The Journalist: These come in two main varieties – the news hound and the features writer, two very different sub-divisions. The news hound has a nose for a good story, whether its political, sporting, human interest, business or financial and they’re the lifeblood of the newspaper business. A good journalist knows how to track down the facts, asks really good questions, is able to find an angle that will appeal to their publication’s readers (or if they’re freelance, the readers of the publication they plan to sell the story to) and is an expert at presenting facts simply with impact.
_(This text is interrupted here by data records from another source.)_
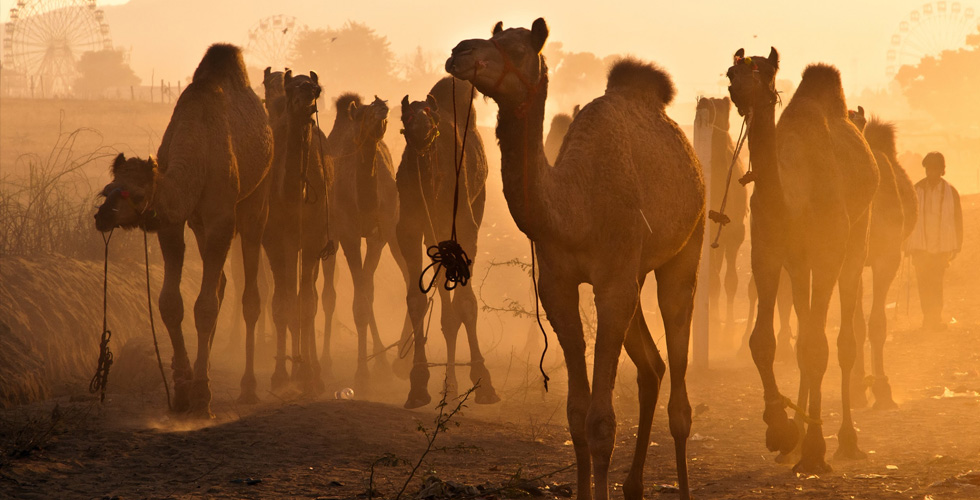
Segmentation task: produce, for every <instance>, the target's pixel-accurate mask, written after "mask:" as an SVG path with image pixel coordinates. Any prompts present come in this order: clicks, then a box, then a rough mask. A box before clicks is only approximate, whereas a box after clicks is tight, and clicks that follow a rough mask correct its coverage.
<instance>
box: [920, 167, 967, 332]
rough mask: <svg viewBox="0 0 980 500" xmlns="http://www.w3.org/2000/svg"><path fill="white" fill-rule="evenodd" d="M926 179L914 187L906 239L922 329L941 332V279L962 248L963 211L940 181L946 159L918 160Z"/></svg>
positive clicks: (942, 292)
mask: <svg viewBox="0 0 980 500" xmlns="http://www.w3.org/2000/svg"><path fill="white" fill-rule="evenodd" d="M922 166H923V167H925V169H926V178H925V179H922V180H921V181H919V182H918V183H916V185H915V192H916V195H917V196H918V198H919V219H918V221H917V223H916V225H915V230H914V231H913V232H912V235H911V236H909V251H910V252H911V253H912V262H913V263H914V264H915V271H916V275H917V278H918V282H919V301H920V303H921V304H922V328H923V329H926V330H942V329H945V328H946V322H945V320H944V319H943V316H942V311H943V275H944V274H945V272H946V268H947V267H949V261H951V260H953V258H955V257H956V254H957V253H959V252H960V249H961V248H962V246H963V210H962V208H961V207H960V194H959V193H958V192H957V191H956V188H954V187H953V186H952V185H951V184H950V183H949V182H947V181H946V180H945V179H943V175H944V174H945V173H946V159H945V158H943V155H942V153H939V152H937V151H933V152H931V153H929V154H927V155H926V157H925V158H923V159H922Z"/></svg>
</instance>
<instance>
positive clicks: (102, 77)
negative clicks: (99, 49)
mask: <svg viewBox="0 0 980 500" xmlns="http://www.w3.org/2000/svg"><path fill="white" fill-rule="evenodd" d="M75 68H76V69H77V70H78V72H79V73H80V74H81V76H80V77H79V78H78V79H77V80H75V85H74V91H75V94H76V95H80V96H87V97H98V96H102V95H103V94H104V93H105V91H106V90H107V89H110V88H120V87H129V86H131V85H139V84H140V78H139V77H138V76H136V73H134V72H133V68H130V67H129V63H128V62H126V57H125V54H124V53H123V52H122V51H121V50H100V51H97V52H85V53H83V54H82V56H81V57H80V58H79V59H78V63H77V64H76V65H75Z"/></svg>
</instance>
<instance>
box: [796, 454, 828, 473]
mask: <svg viewBox="0 0 980 500" xmlns="http://www.w3.org/2000/svg"><path fill="white" fill-rule="evenodd" d="M832 470H834V469H833V468H831V467H830V465H829V464H828V463H827V462H826V461H825V460H824V459H823V457H822V456H817V457H810V458H807V457H806V456H804V457H803V458H801V459H800V461H799V462H797V464H796V465H794V466H793V472H795V473H797V474H807V475H809V474H826V473H828V472H830V471H832Z"/></svg>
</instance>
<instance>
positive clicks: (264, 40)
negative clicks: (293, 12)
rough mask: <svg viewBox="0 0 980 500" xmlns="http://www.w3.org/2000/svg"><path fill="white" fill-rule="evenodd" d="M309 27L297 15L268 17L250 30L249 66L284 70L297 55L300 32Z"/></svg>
mask: <svg viewBox="0 0 980 500" xmlns="http://www.w3.org/2000/svg"><path fill="white" fill-rule="evenodd" d="M306 30H307V27H306V25H304V24H300V23H299V22H298V21H297V20H296V18H295V17H292V16H284V15H276V16H271V17H266V18H264V19H261V20H259V21H258V22H257V23H255V24H253V25H252V27H251V28H249V30H248V43H247V44H246V45H245V59H246V63H248V65H249V66H253V67H257V68H263V69H264V68H266V67H268V66H271V67H272V69H273V70H274V71H282V70H283V68H285V67H286V66H288V65H290V64H291V63H292V61H293V58H294V56H295V48H294V45H295V43H296V38H297V37H298V36H299V34H300V33H302V32H303V31H306Z"/></svg>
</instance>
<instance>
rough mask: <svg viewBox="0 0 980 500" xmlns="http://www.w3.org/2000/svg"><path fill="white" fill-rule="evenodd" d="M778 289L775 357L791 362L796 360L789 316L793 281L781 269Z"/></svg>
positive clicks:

However, newspapers also carry features to support the news and magazines and industry journals are almost entirely made up of features. The features writer is always looking for things that people are interested in and then creating an article that taps into those interests. That might be celebrity interviews, consumer information on a particular product or range of products, or information on a specialist subject either for the lay reader or the industry it relates to, depending on where it will be published. Things like fashion items, advice columns, motoring stories and hobby-related content all come under this heading. That means that the features writer needs similar skills to the journalist, but a more conversational approach.
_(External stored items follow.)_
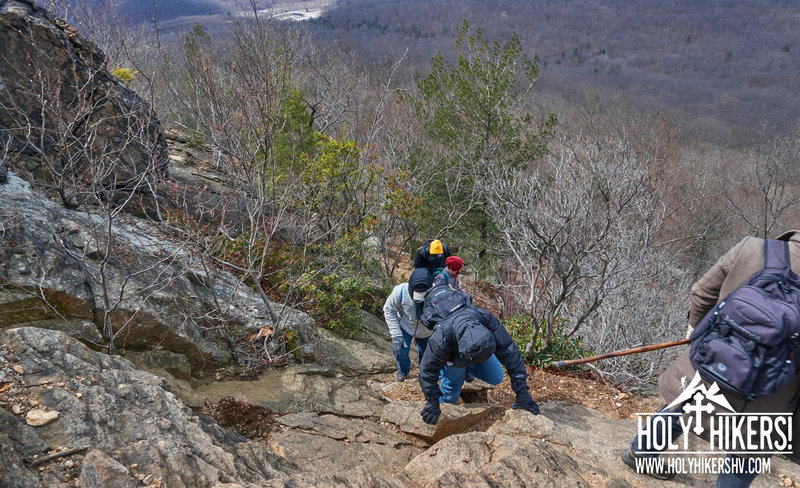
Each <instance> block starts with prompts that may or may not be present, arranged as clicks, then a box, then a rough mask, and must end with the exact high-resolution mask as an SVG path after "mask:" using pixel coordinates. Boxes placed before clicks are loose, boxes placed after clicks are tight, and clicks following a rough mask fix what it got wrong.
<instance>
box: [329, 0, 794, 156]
mask: <svg viewBox="0 0 800 488" xmlns="http://www.w3.org/2000/svg"><path fill="white" fill-rule="evenodd" d="M462 19H468V20H469V21H470V22H471V23H472V24H473V25H475V26H480V27H482V28H483V29H484V32H485V34H486V35H487V37H489V38H503V37H507V36H508V35H510V33H511V31H516V32H517V33H518V34H519V36H520V41H521V43H522V46H523V49H524V50H525V52H526V53H527V54H528V55H529V56H533V54H534V53H537V54H538V55H539V58H540V60H541V66H542V70H541V86H542V87H543V88H545V89H551V90H556V91H558V92H560V93H562V94H564V95H566V96H570V92H571V91H573V90H577V91H583V90H586V89H588V88H590V87H592V86H604V87H610V88H614V89H620V90H622V92H623V93H624V96H625V97H627V98H630V99H631V100H636V102H637V103H639V104H643V105H644V106H647V107H651V108H657V109H660V110H669V108H675V107H680V108H682V109H685V111H686V114H685V115H684V116H683V118H682V120H681V124H682V125H684V126H693V127H697V130H698V131H699V132H700V135H703V136H710V137H712V138H714V139H716V140H721V141H722V142H723V143H727V144H738V143H740V142H741V136H742V135H747V136H753V135H756V134H758V131H759V130H760V129H761V125H762V124H764V123H767V124H769V125H770V129H771V130H774V131H777V132H779V133H782V134H785V133H786V131H788V130H789V129H791V127H792V126H793V125H794V124H795V121H796V120H797V118H798V116H800V99H798V97H796V96H794V95H793V94H794V92H795V91H796V87H797V86H798V84H800V32H798V30H797V28H796V26H797V25H800V8H798V5H797V3H796V2H792V1H787V0H759V1H754V2H741V1H737V0H720V1H713V2H695V1H689V0H687V1H675V2H662V1H655V0H632V1H631V0H567V1H551V0H531V1H528V0H500V1H497V2H483V1H450V0H431V1H422V0H404V1H381V0H340V1H338V2H337V3H336V7H335V8H333V9H331V10H330V11H329V12H328V14H327V15H326V16H325V17H324V18H322V19H320V20H318V21H315V22H314V24H316V25H314V30H315V31H317V32H320V31H321V32H324V33H327V37H326V38H327V39H331V40H333V39H347V40H348V41H349V45H350V46H352V48H353V49H355V50H357V51H358V52H360V53H361V54H362V55H363V56H365V57H367V58H368V59H371V60H373V61H380V60H384V61H387V60H394V59H398V58H399V57H400V56H402V55H403V52H404V51H405V49H406V48H409V49H410V51H409V53H408V55H407V57H408V59H409V60H410V64H412V65H415V66H425V65H426V64H427V60H428V59H429V58H430V57H431V56H432V55H434V54H436V52H438V51H442V52H443V53H445V54H446V55H448V56H450V55H452V54H453V52H454V49H453V43H452V39H453V38H454V37H455V26H457V25H458V24H459V23H460V22H461V20H462ZM720 122H722V123H720ZM726 124H732V125H733V126H735V127H736V128H735V129H733V128H730V127H726ZM709 132H718V133H716V134H713V133H712V134H709ZM751 140H752V139H751Z"/></svg>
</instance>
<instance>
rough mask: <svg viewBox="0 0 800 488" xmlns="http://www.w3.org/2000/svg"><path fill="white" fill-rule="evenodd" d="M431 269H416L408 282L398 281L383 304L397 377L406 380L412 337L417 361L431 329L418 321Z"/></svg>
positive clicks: (425, 345) (384, 313) (383, 309)
mask: <svg viewBox="0 0 800 488" xmlns="http://www.w3.org/2000/svg"><path fill="white" fill-rule="evenodd" d="M431 280H432V278H431V274H430V271H428V270H427V269H425V268H418V269H415V270H414V272H413V273H411V276H410V277H409V279H408V283H401V284H399V285H397V286H395V287H394V289H392V292H391V293H390V294H389V296H388V297H387V298H386V302H384V304H383V317H384V319H385V320H386V325H387V326H388V327H389V334H390V335H391V337H392V354H393V355H394V359H395V361H396V362H397V373H396V375H395V377H396V378H397V381H400V382H402V381H405V380H406V377H407V376H408V373H409V372H410V371H411V357H410V354H409V353H410V351H411V340H412V339H413V340H414V342H416V344H417V354H418V356H417V357H418V358H419V361H422V356H423V354H425V349H426V348H427V347H428V337H430V335H431V331H430V330H428V329H427V328H426V327H422V326H420V324H419V319H420V315H421V314H422V301H423V300H424V298H425V294H426V293H427V292H428V290H429V289H430V288H431V285H432V281H431Z"/></svg>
The Ghost Writer: They’re the people who have to be expert at coaxing information out of the ‘author’ and capturing that person’s voice as it’s translated into book form. They are usually part of the planning process so will need to understand what a reader is looking for in the way of structure and content as well as how to turn someone’s story into compelling content. A good ghost writer can put themselves into their subject’s shoes and see the world through their eyes – and then turn the facts into a story that flows and draws the reader along.
The Biographer: When you’re writing about someone else you need a similar skill set to the news hound journalist. If you have access to the subject it’s easier and more like ghost writing, but if not you’ll need to be a really good researcher to track down all the facts, check them for authenticity and interview lots of different people. This has to be turned into an interesting life story that people will be drawn into.
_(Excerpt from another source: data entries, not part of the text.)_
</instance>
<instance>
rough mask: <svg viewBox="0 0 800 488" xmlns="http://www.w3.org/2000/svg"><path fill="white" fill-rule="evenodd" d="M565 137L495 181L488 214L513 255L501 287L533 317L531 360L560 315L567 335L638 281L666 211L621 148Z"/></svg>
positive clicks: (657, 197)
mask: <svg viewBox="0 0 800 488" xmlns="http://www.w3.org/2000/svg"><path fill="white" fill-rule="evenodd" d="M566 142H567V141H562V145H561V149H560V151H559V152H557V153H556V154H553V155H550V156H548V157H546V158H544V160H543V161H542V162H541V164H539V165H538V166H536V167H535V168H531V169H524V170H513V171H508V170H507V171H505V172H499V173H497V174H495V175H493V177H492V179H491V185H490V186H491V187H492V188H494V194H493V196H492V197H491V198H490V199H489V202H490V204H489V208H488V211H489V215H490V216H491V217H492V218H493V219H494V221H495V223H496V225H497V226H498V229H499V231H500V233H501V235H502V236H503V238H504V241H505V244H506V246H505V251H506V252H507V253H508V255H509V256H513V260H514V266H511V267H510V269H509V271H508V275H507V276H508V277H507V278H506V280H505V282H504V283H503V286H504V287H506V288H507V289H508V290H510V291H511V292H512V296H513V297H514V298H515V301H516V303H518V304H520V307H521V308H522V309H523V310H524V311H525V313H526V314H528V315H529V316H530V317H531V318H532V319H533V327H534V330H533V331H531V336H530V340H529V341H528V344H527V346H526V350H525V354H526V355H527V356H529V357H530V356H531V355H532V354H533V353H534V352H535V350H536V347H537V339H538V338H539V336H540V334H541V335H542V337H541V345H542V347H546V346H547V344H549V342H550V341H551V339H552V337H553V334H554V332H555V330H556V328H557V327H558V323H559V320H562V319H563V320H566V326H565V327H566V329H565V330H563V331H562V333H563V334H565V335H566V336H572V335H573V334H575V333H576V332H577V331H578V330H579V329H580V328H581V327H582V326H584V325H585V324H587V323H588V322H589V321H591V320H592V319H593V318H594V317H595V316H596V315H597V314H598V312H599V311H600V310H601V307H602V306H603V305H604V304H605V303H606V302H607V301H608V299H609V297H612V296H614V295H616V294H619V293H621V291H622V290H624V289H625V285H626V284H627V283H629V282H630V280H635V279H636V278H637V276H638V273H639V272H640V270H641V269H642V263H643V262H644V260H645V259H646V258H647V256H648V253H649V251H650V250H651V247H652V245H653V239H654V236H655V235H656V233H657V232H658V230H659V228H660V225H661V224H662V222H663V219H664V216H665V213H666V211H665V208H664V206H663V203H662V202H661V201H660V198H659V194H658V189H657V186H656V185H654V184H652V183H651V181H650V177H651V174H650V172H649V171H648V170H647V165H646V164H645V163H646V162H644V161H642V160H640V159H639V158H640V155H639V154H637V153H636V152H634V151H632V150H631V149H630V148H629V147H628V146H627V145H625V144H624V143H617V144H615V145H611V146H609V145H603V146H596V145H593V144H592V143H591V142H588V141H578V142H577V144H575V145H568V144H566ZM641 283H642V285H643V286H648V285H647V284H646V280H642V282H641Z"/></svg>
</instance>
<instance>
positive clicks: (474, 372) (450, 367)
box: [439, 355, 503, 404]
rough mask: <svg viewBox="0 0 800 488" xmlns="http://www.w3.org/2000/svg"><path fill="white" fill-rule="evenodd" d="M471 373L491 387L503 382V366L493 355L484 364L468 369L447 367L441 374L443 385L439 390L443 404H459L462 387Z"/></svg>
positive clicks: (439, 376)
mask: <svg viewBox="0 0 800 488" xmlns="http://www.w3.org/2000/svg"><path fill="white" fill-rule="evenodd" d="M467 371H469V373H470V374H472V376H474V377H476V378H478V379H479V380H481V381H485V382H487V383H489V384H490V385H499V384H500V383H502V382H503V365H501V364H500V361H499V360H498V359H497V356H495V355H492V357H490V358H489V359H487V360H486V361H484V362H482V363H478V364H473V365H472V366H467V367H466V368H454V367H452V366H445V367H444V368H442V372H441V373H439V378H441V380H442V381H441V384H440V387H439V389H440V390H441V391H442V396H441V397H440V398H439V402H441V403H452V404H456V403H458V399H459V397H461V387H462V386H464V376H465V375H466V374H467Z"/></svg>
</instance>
This category includes several different specialists – advertising, web content, blogging, email and direct marketing – not all commercial copywriters are experts at all of these.
The Advertising Copywriter: This is a highly specialised skill and usually rewarded accordingly! Being able to look at a product, service or company and then create a short snappy headline that will draw people in is much harder than writing a page of description about it. Doing this once is possible, doing it again and again is a real challenge – it takes a very specific mindset and an in-depth understanding of the customer.
The Web content specialist: Despite many business owners and marketing managers beliefs, the website is not an exercise in creativity – people don’t come to the website to be entertained, they are looking for information and, to satisfy their needs that information needs to be easy to find, clear and concise. Nobody spends more than a few seconds scanning to find what they’re looking for on a website – if it’s not where they’re looking they’ll simply go somewhere else. This means that web content needs to have a good headline (to get their attention) and to tell them what they need to know and emphasise the benefits – followed by a call to action.
The Blogger: Good bloggers share information, they’re more like features writers, but most are also blogging to promote their business. That means the content needs to show off their expertise, deliver value in the blog and also give people a reason for taking action – like signing up for a further free product, joining a course or webinar or making a small purchase.
Email and direct marketing copywriters: Writing messages that land in someone’s email box or letter box is always a challenge. They have to have some kind of ‘Read me’ headline that engages the reader and compelling content that isn’t instantly deleted or recycled. Like the advertising copywriter they need a thorough understanding of their reader and what’s important to them so they can press the right buttons with their message. Like the web content specialist they need to be able to get their message across effectively, with clear benefits and a reason to take action.
Choosing a writer
This is a bit like choosing a hairdresser – everyone you know can use a pair of scissors, but you wouldn’t let most of them loose on your hair! There are hairdressers that are OK, some you would never visit again and some who seem to be able to turn your wayward locks into a fabulous style! Writers are the same – everyone can write, but only few are trained to write professionally. The biggest mistake most business owners make is to write their own copy. Firstly, because they haven’t been trained to write commercially and, secondly, because they’re too close to the business and see it from a completely different perspective to a customer.
Would you let anyone cut your hair? No? So choose a writer with the same care you give to finding a good hairdresser.